Trump leverages these psychic woundings with devastating effect like a Lothario lurking in the bar down the street from divorce court.  It may be the single strategic reason behind his campaign’s stubborn lack of specifics, a void that translates as an absence of commitment.  It could also be the reason that his incivility, crassness and an almost total lack of civic knowledge don’t seem to diminish his appeal.

It’s too simple to say that his crudeness is enjoyed just because it’s a rejection of unpopular modes of politically correct speech.  It seems more possible that all of the hot talk between Trump and his army about the border, and RINOs, and making America great again is just rhetorical heavy petting on the way to a misguided, heated and emotional act of vengeance?  After all, if you’re a voter who feels they’ve been abused by smart, prepared and polished politicians (grrrrr), a natural instinct is to seek the exact opposite.  Trump is the exact opposite of smart, prepared and polished.

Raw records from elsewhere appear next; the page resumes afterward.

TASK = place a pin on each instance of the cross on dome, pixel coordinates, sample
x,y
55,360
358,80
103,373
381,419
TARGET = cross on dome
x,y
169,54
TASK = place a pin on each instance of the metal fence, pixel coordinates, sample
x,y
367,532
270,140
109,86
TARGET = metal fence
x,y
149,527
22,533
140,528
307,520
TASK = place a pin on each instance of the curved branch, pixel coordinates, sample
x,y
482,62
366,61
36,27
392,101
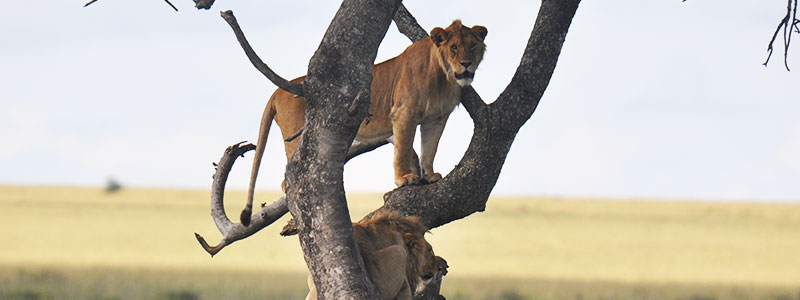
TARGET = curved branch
x,y
787,23
233,232
282,83
408,25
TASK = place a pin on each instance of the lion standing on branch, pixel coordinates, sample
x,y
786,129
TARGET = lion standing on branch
x,y
421,86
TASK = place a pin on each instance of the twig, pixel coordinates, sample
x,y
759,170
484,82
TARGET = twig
x,y
282,83
787,23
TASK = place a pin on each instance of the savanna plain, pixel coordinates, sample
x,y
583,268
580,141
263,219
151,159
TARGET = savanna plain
x,y
83,243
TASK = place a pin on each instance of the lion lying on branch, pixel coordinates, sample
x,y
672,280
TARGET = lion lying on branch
x,y
399,261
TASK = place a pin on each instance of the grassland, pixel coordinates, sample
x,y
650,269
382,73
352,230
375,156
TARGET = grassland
x,y
81,243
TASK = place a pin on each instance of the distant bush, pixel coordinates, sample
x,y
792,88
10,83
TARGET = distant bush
x,y
112,186
180,295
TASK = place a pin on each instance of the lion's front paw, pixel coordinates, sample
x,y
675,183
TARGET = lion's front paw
x,y
431,178
407,179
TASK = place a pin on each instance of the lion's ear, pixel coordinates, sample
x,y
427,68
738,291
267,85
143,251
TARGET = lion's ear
x,y
438,35
480,31
411,240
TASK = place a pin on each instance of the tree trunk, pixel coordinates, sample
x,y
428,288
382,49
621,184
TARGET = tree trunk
x,y
339,77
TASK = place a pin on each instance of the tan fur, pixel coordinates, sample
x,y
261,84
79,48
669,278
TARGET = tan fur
x,y
398,259
421,86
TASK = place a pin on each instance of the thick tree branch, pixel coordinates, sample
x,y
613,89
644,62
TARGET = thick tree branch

As with most hate-inspired flings, the one who comes away more harmed is usually the one who went in already wounded.  In the case of Trump, if his supporters are successful in handing him the nomination, it will be all of us who have to make the walk of shame.

A great deal of goodwill could be restored by allowing Republicans to simply be real.  The appetite that disaffected voters have for anything different doesn’t have to be fed by anyone who figures out the right buttons to push to get votes.  It could be someone of substance and credibility, but they have to pass the authenticity sniff test in order to be palatable.

For once, maybe a politician says they’re sorry for breaking our political hearts, or owns up to a bad vote.  That kind of honesty is a start toward restoring the amount of faith necessary to avoid sending spurned voters running into the arms of a Trump.

On the local level, being real has had some encouraging results, but Republicans should exercise caution in thinking the Trump effect is only a national phenomenon.  In many state legislatures across the country, such here in Washington state, Republicans have been made enormous progress toward restoring faith with voters.  But it doesn’t take much for that goodwill to be squandered by careless votes or positions dictated by special interests.

There’s a thirst for change, it’s reaching a critical mass, and those who want it have very little patience for anyone who will avoid taking the fight to Democrats on core issues.  Republicans might even forgive our team for losing a good battle, as long as they see clearly that one is being fought.

[Editor’s note: This article has been substantially edited for content since first publication, but no factual elements have been changed.]